Ele também propôs que se estimule a criação de Reservas Particulares do Patrimônio Natural (RPPN), que são unidades de conservação geridas pela iniciativa privada. Uma dessas unidades é a RPPN Salto Morato (PR).
Conscientização
Para João Lara Mesquita, é preciso maior conscientização e engajamento da população na causa ambiental. Acrescentou que os gestores precisam ter metas e ser cobrados por elas, além de ter um período máximo de permanência na função. “O rodízio é positivo. Um elemento novo na unidade pode trabalhar áreas que ainda não foram pesquisadas, além de somar esforços ao olhar do gestor anterior.”
Entre as unidades federais marinhas que fazem um bom trabalho, Mesquita citou a Esac do Taim e a Área de Relevante Interesse Ecológico (Arie) Ilha Queimada Grande (SP), habitat da cobra venenosa jararaca, onde é proibido desembarcar. No estado do Rio de Janeiro, destacou o Monumento Natural (Mona) Ilhas Cagarras, criado em 2004, que conseguiu efetuar avanços graças a parcerias com organizações não governamentais (ONGs), e a Área de Proteção (Apa) de Guapimirim, “último pedaço de mangue que margeia a Baía de Guanabara”, onde os gestores conseguiram replantar manguezais e estão tendo bons resultados.
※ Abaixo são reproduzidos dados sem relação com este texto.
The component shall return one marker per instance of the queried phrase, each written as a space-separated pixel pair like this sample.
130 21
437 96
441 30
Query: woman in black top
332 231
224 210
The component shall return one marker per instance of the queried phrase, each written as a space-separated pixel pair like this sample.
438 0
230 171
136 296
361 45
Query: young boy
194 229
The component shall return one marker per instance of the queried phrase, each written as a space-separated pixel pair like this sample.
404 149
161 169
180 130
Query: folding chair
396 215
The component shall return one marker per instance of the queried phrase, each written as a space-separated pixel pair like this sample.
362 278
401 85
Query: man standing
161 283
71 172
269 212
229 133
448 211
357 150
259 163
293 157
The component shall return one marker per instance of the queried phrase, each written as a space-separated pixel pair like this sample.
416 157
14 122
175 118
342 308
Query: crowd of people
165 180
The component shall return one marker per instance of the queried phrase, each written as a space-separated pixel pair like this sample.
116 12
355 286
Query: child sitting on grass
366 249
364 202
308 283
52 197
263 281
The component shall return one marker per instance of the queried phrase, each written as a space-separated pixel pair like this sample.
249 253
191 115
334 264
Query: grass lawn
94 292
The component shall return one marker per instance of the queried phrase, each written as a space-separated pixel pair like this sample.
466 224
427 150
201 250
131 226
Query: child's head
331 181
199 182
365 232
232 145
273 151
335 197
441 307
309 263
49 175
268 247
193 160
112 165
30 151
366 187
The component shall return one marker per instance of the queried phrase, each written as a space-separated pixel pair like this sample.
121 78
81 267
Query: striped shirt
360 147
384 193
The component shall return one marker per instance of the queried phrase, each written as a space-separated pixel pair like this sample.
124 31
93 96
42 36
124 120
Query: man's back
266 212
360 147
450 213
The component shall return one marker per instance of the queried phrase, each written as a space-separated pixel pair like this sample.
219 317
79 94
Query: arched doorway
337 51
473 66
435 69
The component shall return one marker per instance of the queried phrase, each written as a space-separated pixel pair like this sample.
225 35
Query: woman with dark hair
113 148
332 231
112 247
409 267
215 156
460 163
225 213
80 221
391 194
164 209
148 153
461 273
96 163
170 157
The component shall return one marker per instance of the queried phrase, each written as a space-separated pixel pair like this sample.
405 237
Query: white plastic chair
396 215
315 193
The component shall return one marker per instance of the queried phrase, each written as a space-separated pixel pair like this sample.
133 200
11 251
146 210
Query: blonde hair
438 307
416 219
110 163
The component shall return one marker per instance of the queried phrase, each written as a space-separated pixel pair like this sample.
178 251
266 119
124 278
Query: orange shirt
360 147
Ainda em território fluminense, lembrou o Parque Nacional (Parna) da Restinga de Jurubatiba, aberto à visitação pública em dezembro do ano passado, após 20 anos de criação. Mesquita disse que o gestor conseguiu superar problemas de fiscalização por meio de acordo com as polícias municipais, que fazem a fiscalização da área em rodízio. “Foi uma ideia criativa. Sem gastar, ele conseguiu que a UC seja constantemente vigiada. E o trabalho para receber turistas é um primor de bem feito.”
No litoral do Ceará, os exemplos positivos de proteção à biodiversidade são, segundo Mesquita, a Reserva Extrativista (Resex) do Batoque e a Resex Prainha de Canto Verde, que “tiveram o mérito de conter a especulação imobiliária que destruía a beleza cênica das praias”. No Pará, selecionou duas reservas extrativistas que também estão cumprindo o seu papel: a Resex Chocoaré-Mato Grosso e a Resex Gurupi-Piriá, compostas de lâmina d’água e manguezal. “As duas Resex não têm barco e, apesar de apenas um gestor cada, conseguem fazer bem o trabalho”.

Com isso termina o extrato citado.